Berlin im eiskalten Winter 1946, die Euphorie über das Kriegsende ist verflogen, es mangelt mittlerweile an allem. Die Leute frieren und hungern, alles, was brennbar ist, wird zum Heizen verbrennt und Lebensmittel sind rar und praktisch nur mit den wenigen Lebensmittelmarken oder teuer über den Schwarzmarkt erhältlich. An einem kalten Wintermorgen findet die junge Fotografin Lou eine seltsam drapierte Frauenleiche. Fasziniert fotografiert sie die Leiche, bevor sie die Polizei informiert. Kriminalkommissar König übernimmt den Fall und tappt zunächst lange im Dunkeln. Bevor er eine erste Spur hat, wird bereits die nächste Leiche gefunden. Auch diese drapiert, als wäre ein Kind zum Schlafen gebettet worden. Erst die Fotos und Überlegungen von Lou bringen ihn schliesslich auf die richtige Fährte.
Anne Stern schafft es, in diesem ersten Band einer neuen Krimireihe, die düsteren Nachkriegsjahre atmosphärisch aufleben zu lassen.
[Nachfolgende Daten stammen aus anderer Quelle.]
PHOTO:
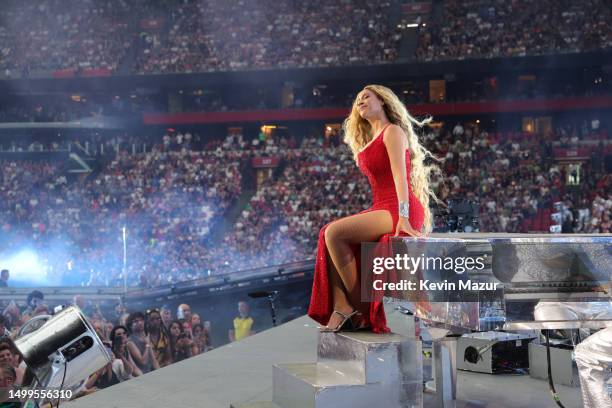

Keiner traut dem anderen über den Weg, weil niemand weiss, wer während der Kriegsjahre auf welcher Seite gestanden hat. Auch bei der Berliner Polizei, wo eigentlich nur Menschen ohne Nazi-Vergangenheit arbeiten dürften, hat es mehr als ein schwarzes Schaf, welches kurzerhand die Seiten gewechselt hat. Auch Lou und Kommissar König wissen zunächst nicht, ob sie einander trauen können. Beide tragen schwere, nicht nur sichtbare, Narben mit sich herum. «Die weisse Nacht» ist kein Gänsehaut-Thriller, sorgt aber doch für viel Spannung und ungute Gefühle, weil der Krimi wahre Gegebenheiten aus Nazideutschland thematisiert. Ein Krimi für alle, die gern spannende, aber nicht blutrünstige Krimis lesen und historisch interessiert sind.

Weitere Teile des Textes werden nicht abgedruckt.